Databases for Backend Systems

Importance of Databases in Backend Development

  • Databases are one of the most frequent components used in backend systems.

  • Backend engineers constantly interact with databases for:

    • Storing data
    • Retrieving data
    • Updating data
    • Deleting data
  • Understanding database concepts is crucial for efficient backend development.


Persistence and the Need for Databases

What is Persistence?

  • Persistence means storing data so that it survives after the program stops running.

  • Data remains available across:

    • Different sessions
    • Different system states
    • Long periods of time
    • Different physical locations

Example: To-Do List Application

  • A user:

    • Creates tasks
    • Marks tasks as completed
  • When the app is closed and reopened:

    • The previous state must remain intact.
  • Without persistence:

    • All tasks would disappear every time the app restarts.

Importance of Persistence

  • Used extensively in everyday applications.
  • Ensures data continuity and reliability.

What is a Database?

Broad Definition

  • A database is any structured storage system used to persist data.

  • Examples of databases include:

    • Phone contact lists
    • Browser local storage
    • Cookies
    • Session storage
    • Text files storing structured information

Core Operations of a Database (CRUD)

A database system provides methods to:

  • Create data
  • Read data
  • Update data
  • Delete data

These operations are commonly called CRUD operations.

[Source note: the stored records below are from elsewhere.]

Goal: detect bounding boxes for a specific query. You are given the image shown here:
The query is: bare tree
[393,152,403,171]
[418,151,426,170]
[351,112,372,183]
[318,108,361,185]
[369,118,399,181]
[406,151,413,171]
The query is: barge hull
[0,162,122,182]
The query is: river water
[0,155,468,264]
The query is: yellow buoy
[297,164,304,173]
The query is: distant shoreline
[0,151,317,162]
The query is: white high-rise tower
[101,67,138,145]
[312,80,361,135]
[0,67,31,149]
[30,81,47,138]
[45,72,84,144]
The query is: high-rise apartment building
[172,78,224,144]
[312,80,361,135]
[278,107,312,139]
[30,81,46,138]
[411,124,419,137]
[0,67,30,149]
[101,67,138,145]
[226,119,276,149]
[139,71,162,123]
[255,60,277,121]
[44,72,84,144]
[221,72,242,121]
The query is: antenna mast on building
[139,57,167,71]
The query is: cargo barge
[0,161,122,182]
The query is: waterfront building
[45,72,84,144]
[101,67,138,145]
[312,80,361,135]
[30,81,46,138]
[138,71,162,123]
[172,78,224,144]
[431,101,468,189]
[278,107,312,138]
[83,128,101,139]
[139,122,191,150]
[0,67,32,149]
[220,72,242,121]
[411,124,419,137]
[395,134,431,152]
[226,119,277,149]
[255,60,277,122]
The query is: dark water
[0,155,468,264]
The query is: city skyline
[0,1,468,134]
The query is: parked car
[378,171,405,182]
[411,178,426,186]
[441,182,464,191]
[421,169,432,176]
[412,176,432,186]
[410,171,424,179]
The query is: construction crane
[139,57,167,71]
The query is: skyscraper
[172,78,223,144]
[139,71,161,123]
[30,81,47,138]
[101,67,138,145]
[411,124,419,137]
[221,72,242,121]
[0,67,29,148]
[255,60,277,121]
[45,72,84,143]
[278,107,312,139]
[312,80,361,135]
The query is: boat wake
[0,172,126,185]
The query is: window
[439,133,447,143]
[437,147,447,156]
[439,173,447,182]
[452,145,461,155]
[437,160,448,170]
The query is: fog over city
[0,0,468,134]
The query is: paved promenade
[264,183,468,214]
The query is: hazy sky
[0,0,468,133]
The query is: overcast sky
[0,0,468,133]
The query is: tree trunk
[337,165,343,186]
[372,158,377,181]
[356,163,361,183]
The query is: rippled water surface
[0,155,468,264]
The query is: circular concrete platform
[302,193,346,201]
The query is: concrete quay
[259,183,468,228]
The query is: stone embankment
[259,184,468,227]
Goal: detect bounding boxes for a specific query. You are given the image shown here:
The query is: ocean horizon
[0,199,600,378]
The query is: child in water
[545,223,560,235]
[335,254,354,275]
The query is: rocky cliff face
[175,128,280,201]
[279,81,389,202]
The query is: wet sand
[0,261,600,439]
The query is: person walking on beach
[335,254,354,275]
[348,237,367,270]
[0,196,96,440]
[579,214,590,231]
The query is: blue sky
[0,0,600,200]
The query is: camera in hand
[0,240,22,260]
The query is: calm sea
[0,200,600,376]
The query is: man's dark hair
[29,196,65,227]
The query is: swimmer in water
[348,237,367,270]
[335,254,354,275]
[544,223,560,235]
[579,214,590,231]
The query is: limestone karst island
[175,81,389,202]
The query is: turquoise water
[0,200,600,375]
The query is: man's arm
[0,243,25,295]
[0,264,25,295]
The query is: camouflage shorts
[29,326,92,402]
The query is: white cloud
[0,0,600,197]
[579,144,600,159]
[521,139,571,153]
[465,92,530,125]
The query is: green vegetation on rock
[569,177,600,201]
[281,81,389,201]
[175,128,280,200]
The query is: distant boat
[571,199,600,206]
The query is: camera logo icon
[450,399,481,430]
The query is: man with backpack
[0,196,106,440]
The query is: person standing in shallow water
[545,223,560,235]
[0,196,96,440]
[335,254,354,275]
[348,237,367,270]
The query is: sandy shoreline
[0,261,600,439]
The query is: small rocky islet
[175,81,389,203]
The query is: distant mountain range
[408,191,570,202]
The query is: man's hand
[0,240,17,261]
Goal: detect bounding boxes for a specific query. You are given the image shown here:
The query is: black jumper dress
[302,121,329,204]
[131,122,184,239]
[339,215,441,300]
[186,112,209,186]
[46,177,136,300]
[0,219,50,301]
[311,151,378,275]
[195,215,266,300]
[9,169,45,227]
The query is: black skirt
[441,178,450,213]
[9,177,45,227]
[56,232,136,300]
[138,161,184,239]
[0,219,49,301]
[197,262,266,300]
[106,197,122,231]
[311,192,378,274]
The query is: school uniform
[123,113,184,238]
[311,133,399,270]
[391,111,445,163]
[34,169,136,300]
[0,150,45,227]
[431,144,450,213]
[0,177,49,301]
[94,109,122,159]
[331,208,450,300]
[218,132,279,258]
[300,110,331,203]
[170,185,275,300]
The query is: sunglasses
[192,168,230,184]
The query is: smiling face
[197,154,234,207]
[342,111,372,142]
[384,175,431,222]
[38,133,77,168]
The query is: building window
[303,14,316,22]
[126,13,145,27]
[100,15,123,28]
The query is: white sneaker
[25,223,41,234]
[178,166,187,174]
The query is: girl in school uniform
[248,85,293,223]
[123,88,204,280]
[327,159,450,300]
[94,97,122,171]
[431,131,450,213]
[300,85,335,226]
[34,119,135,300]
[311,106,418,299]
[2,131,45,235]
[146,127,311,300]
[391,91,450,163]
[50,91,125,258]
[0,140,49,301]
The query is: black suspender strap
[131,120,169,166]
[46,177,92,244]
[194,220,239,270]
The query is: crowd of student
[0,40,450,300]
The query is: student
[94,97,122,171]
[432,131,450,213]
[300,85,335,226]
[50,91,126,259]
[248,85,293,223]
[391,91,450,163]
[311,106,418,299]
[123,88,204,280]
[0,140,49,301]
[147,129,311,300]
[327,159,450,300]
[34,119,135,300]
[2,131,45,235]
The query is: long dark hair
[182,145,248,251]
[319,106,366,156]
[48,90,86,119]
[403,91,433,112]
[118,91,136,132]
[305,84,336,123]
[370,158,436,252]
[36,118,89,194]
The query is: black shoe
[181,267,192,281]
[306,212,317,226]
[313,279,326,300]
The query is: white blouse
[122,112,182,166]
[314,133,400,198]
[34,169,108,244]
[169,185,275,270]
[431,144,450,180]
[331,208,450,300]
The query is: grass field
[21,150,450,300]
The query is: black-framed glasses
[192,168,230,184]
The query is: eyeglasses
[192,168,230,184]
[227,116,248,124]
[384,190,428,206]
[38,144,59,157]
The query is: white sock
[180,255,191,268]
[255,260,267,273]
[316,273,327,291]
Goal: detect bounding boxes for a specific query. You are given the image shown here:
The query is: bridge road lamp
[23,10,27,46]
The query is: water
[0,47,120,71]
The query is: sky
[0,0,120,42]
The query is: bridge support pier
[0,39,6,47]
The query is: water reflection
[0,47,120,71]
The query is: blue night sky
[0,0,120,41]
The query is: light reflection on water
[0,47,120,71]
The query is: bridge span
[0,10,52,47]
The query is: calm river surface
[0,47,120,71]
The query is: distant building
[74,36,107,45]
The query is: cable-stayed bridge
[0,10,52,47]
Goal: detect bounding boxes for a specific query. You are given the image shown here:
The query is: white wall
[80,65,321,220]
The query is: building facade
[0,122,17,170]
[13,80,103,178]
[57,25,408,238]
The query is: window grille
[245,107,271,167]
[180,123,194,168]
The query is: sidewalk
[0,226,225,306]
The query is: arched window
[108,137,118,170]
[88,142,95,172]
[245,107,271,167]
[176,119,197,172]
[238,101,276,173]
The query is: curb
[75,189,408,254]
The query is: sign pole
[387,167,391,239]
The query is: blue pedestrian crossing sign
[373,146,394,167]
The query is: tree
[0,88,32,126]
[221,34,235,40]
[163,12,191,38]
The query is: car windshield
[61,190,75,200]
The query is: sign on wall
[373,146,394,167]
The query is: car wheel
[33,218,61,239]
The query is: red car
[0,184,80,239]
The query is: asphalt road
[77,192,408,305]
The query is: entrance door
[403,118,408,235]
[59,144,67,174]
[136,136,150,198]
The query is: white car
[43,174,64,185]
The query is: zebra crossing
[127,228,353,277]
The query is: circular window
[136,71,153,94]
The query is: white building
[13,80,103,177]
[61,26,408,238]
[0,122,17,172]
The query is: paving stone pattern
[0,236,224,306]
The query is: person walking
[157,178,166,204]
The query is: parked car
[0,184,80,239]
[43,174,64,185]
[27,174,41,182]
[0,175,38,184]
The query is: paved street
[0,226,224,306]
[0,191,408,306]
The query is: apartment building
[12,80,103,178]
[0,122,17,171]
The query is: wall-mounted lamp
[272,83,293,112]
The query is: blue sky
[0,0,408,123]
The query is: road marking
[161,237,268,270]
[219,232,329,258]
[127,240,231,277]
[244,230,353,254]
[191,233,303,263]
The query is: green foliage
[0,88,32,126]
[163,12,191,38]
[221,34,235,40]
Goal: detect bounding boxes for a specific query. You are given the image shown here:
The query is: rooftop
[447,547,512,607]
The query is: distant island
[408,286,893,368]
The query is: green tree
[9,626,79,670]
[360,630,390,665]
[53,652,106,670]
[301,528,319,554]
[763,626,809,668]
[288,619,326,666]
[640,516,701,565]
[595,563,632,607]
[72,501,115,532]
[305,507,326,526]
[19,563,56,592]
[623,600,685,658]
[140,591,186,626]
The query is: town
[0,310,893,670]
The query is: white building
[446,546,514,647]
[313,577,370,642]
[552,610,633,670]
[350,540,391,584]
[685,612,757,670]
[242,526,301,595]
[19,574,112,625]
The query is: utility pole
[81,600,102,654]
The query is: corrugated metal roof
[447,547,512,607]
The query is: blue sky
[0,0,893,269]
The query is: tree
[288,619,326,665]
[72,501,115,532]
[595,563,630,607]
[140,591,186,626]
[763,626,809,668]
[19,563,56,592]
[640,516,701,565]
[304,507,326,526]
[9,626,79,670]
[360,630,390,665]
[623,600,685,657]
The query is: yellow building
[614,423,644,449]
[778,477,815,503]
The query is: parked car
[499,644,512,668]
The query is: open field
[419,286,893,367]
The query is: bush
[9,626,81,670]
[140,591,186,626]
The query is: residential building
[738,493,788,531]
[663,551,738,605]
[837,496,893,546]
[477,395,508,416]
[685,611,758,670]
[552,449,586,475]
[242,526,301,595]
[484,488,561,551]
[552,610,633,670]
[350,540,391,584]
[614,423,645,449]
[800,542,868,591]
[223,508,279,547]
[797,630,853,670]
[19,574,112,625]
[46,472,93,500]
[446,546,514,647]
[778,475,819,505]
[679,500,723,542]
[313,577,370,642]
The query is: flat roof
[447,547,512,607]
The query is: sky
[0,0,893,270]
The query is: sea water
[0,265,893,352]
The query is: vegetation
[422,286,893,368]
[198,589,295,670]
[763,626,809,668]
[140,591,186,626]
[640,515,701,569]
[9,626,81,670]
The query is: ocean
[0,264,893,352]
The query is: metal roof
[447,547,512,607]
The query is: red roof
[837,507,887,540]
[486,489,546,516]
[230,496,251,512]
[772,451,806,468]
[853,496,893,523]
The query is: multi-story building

Databases in Backend Systems

Disk-Based Databases

When developers refer to databases in backend systems, they typically mean:

  • Disk-based databases

  • Data stored in:

    • HDD (Hard Disk Drive)
    • SSD (Solid State Drive)

Why Disk Storage Instead of RAM?

RAM (Primary Memory)

  • Extremely fast
  • Limited capacity
  • Expensive

Typical RAM capacity:

  • 8GB
  • 16GB
  • 32GB
  • Maximum ~128GB for most systems

Disk Storage (Secondary Memory)

  • Slower than RAM
  • Much cheaper
  • Much larger capacity

Typical disk storage:

  • 512GB
  • 1TB
  • 2TB+

Trade-Off

Storage TypeSpeedCapacityCost
RAMVery FastSmallExpensive
DiskSlowerLargeCheap

Use Case Difference

  • Caching systems (e.g., Redis) → store data in RAM
  • Databases (PostgreSQL, MongoDB) → store data on disk

Reason:

  • Databases prioritize large storage capacity
  • Caching prioritizes fast access

Database Management Systems (DBMS)

What is a DBMS?

A Database Management System (DBMS) is software that:

  • Stores data
  • Provides efficient access to data
  • Handles database operations

Examples:

  • PostgreSQL
  • MySQL
  • SQL Server
  • MongoDB

Responsibilities of a DBMS

1. Data Organization

  • Efficient storage structure.
  • Enables faster queries and updates.

2. Data Access

Provides methods for:

  • Create
  • Read
  • Update
  • Delete

3. Data Integrity

Ensures data is:

  • Accurate
  • Valid
  • Consistent

Example:

  • If a column stores payment amount, the DBMS ensures:

    • Only numbers are inserted
    • Strings or invalid data are rejected

4. Security

DBMS controls:

  • User access
  • Permissions
  • Roles

Prevents unauthorized access to data.

5. Scalability and Load Handling

  • Handles large datasets
  • Manages system load efficiently

Why Not Use Text Files Instead of Databases?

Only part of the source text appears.